Pekerjaan di sektor layanan informasi dan komunikasi, yang termasuk di antara industri yang paling terpengaruh oleh AI, telah melambat di hampir semua negara maju sejak tahun 2022. Meski begitu, pekerjaan di sektor-sektor ini tetap berada di dekat atau di atas tren jangka panjang di luar AS.
Ketika meneliti lebih dalam industri yang sangat terpapar AI, Goldman menemukan pola yang mirip namun dengan dampak yang lebih terbatas di pasar-pasar maju lainnya. Pekerjaan di pusat panggilan, penerbitan perangkat lunak, konsultasi manajemen, dan periklanan mengalami penurunan yang tajam di bawah tren historis mereka.
Pusat panggilan menjadi sorotan khusus. Pekerjaan di industri ini kini berada di bawah tren di AS, dengan penurunan 39%, Kanada 33%, dan Jerman 27%. Laporan tersebut menunjukkan bahwa tekanan terkait AI sudah terlihat jelas di sektor-sektor yang memiliki alat yang mampu mengotomatiskan pekerjaan.
Tekanan pada pekerja pemula semakin terasa
Dampak AI ini tampaknya lebih dirasakan bagi mereka yang baru memulai karier. Goldman menganalisis pertumbuhan lapangan pekerjaan di lebih dari 800 jenis pekerjaan dan menemukan bahwa angin segar dari AI paling kuat dirasakan oleh pekerja pemula. Selain itu, ada dampak negatif tambahan, meskipun lebih kecil, pada pekerjaan yang dianggap memiliki risiko tinggi terkena dampak dari AI.
Secara keseluruhan, di pasar tenaga kerja yang lebih luas, keterpaparan 10% terhadap AI hanya berhubungan dengan penurunan 0,1 poin persentase pada pertumbuhan jumlah tenaga kerja tahunan di Prancis, Kanada, dan AS. Namun, untuk pekerja pemula, dampaknya bervariasi antara lebih dari 0,6 poin persentase di Australia hingga lebih dari 0,2 poin persentase di AS.

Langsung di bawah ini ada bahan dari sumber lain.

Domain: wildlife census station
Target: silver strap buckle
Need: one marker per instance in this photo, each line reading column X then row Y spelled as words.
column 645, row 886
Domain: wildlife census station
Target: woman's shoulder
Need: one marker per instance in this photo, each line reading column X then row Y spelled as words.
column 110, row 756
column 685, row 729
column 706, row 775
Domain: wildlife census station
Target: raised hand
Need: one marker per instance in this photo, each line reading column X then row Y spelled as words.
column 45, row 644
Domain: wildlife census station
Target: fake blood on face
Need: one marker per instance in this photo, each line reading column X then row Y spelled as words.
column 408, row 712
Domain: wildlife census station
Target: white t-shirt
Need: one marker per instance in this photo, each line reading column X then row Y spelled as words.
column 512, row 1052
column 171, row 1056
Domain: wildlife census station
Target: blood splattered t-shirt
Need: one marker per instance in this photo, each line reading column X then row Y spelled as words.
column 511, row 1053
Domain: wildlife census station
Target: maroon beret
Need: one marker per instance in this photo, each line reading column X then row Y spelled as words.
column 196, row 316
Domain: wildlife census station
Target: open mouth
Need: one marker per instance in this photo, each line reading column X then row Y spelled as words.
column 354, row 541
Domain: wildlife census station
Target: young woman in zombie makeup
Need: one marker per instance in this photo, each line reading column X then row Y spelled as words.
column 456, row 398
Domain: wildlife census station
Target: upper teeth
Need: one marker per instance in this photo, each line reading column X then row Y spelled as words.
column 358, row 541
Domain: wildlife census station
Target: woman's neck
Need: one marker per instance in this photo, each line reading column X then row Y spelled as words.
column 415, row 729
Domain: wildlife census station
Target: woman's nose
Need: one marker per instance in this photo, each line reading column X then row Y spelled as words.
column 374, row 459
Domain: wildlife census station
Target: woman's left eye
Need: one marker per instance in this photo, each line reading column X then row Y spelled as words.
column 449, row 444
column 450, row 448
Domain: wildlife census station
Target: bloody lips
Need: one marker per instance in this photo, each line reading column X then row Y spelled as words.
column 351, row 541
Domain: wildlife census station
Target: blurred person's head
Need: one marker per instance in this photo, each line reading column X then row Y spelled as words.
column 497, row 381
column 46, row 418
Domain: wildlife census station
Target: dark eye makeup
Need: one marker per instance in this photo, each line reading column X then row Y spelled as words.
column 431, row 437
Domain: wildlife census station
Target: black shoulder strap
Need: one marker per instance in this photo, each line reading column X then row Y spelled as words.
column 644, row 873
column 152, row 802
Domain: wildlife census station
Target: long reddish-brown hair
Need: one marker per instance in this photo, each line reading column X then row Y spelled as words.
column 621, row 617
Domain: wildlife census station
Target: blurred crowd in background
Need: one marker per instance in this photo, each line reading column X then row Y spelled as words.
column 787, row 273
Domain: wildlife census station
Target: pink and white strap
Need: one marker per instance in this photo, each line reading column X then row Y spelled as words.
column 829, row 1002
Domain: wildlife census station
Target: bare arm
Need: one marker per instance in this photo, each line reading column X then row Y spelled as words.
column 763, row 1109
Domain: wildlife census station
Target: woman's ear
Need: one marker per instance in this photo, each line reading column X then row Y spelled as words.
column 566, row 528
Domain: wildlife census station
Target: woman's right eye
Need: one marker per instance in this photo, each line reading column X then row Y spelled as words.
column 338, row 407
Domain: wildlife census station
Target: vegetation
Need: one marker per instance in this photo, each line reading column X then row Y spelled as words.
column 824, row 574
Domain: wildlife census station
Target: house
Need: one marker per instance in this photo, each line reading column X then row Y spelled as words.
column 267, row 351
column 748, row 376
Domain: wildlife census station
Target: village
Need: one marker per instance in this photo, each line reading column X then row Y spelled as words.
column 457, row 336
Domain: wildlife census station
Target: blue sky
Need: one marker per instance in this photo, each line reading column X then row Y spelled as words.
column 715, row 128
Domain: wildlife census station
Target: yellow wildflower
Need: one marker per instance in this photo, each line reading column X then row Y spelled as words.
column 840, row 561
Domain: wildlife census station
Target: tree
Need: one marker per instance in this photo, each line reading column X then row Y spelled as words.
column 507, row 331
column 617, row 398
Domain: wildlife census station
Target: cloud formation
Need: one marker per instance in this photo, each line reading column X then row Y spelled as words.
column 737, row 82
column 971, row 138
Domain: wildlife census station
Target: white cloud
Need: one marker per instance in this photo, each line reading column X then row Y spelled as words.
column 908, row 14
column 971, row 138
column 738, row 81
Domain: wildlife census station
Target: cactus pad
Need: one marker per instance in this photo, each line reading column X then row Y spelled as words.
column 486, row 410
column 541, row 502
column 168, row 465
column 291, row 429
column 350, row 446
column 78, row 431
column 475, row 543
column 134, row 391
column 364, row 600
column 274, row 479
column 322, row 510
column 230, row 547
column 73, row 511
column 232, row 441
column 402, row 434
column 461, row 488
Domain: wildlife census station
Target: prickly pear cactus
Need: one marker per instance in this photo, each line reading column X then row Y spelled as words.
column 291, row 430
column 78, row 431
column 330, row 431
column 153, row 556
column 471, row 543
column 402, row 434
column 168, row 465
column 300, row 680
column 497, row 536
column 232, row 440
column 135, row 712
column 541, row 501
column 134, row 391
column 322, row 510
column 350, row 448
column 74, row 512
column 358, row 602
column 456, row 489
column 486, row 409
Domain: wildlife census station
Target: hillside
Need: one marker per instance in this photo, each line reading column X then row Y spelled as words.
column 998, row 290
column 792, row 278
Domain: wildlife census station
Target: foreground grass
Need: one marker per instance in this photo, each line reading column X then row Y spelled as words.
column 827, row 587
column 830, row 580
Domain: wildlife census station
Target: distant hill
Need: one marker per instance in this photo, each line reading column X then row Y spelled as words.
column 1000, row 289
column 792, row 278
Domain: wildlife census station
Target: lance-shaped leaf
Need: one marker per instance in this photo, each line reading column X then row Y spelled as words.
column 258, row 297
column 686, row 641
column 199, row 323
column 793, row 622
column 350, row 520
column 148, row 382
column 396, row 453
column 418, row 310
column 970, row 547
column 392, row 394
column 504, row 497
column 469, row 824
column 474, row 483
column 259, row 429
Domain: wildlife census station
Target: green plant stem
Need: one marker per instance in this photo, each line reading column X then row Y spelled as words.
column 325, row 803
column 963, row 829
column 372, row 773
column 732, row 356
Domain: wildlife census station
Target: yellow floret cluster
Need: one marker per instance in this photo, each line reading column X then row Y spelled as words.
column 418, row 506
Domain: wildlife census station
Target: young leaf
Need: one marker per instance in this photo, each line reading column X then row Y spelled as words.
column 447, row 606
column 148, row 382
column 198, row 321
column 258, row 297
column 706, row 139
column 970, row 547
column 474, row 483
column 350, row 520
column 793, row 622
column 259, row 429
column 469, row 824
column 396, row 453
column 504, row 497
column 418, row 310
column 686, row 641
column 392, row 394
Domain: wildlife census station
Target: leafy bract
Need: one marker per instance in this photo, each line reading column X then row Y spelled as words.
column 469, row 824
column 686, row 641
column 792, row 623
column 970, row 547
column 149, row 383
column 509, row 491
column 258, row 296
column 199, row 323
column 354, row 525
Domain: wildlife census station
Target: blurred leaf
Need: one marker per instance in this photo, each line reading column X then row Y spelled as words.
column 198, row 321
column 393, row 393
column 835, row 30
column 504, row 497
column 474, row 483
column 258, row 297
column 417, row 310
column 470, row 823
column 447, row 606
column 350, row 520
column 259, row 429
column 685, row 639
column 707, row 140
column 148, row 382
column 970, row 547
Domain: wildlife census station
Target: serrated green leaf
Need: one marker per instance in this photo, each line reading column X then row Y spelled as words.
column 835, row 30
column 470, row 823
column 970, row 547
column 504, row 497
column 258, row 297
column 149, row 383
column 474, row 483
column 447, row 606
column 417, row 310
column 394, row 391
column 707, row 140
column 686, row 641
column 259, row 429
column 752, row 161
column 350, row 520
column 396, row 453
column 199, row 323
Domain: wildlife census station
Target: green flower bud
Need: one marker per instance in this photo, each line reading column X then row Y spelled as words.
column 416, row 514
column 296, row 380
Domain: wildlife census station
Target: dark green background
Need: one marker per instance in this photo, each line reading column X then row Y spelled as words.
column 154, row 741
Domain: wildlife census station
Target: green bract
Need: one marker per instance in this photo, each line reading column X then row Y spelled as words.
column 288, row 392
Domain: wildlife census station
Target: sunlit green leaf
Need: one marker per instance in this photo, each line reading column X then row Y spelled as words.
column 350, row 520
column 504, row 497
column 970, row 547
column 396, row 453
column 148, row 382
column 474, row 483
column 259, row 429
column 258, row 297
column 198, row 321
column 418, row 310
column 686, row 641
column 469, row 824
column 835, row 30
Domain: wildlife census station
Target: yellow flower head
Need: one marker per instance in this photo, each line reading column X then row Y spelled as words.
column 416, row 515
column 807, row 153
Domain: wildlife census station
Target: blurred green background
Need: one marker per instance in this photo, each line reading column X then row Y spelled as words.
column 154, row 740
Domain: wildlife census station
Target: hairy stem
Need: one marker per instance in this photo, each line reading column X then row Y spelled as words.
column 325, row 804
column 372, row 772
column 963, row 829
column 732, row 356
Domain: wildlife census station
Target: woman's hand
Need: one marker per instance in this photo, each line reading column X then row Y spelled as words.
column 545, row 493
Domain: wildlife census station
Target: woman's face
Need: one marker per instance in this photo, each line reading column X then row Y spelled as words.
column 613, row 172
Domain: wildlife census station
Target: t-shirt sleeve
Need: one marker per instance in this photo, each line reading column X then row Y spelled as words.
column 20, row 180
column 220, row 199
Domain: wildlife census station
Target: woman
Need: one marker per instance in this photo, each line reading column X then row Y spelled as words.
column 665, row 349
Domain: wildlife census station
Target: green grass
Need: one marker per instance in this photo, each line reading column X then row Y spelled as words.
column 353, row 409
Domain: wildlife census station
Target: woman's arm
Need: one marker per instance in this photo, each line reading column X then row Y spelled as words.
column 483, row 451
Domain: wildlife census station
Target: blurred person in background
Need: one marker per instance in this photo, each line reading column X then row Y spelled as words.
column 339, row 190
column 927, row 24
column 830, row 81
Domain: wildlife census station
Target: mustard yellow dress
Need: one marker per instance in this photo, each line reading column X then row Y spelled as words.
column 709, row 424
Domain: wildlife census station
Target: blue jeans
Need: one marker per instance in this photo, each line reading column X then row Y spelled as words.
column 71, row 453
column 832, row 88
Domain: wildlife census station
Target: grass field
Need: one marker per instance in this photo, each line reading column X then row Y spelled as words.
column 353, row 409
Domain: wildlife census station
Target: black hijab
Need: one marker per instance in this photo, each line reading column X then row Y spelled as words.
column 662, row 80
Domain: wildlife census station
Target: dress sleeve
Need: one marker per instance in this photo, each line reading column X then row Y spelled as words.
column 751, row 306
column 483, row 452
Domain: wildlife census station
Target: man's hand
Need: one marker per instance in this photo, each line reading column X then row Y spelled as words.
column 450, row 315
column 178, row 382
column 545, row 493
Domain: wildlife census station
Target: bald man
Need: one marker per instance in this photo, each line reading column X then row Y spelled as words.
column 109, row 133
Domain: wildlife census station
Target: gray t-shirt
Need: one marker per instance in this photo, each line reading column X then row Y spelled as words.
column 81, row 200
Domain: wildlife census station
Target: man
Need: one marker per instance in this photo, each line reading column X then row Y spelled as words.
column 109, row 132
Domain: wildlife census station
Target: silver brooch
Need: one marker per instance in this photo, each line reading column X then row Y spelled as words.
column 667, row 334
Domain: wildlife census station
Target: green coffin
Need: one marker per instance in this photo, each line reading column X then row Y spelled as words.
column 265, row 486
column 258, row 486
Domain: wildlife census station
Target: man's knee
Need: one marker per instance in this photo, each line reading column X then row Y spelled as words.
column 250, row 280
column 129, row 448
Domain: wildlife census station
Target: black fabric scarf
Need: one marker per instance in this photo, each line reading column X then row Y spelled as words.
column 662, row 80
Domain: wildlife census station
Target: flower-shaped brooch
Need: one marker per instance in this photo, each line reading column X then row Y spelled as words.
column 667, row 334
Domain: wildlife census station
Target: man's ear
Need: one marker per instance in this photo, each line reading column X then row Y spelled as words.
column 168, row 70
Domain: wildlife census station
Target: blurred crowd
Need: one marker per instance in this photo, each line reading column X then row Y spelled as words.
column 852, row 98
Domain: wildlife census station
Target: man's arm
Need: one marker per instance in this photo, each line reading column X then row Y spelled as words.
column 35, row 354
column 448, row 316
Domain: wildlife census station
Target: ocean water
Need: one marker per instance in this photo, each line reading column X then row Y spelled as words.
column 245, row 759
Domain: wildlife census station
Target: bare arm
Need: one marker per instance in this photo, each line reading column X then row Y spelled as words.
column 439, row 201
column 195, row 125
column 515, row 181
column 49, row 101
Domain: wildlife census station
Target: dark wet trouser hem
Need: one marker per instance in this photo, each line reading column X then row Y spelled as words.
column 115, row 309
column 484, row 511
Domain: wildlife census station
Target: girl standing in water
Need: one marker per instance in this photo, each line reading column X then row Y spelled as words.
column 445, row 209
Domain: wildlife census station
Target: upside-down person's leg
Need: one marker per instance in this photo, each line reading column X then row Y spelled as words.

Goldman menyimpulkan bahwa tekanan terkait perekrutan akibat AI sudah jelas terlihat dalam data pekerjaan di seluruh dunia, tetapi tetap terbatas pada industri dan pekerja yang relatif sempit.
Di mana adopsi AI paling tinggi
Dampak pada pasar tenaga kerja ini terjadi di saat adopsi AI menyebar di seluruh negara maju. Goldman menggabungkan 11 survei yang mengukur adopsi AI di berbagai negara dan menemukan bahwa pasar utama yang berkembang memiliki tingkat adopsi sekitar 15% hingga 20%.
Negara-negara seperti Prancis, AS, Belanda, dan Inggris memimpin dalam hal adopsi AI, sementara Italia, Jepang, dan Selandia Baru berada di antara negara maju dengan tingkat adopsi yang lebih rendah.
Sementara itu, negara-negara berkembang besar diperkirakan memiliki tingkat adopsi antara 10% hingga 15%. Dengan perkembangan ini, para investor dan pengamat pasar perlu memperhatikan dampak potensial yang mungkin ditimbulkan oleh inovasi teknologi ini terhadap lapangan kerja dan ekonomi secara keseluruhan.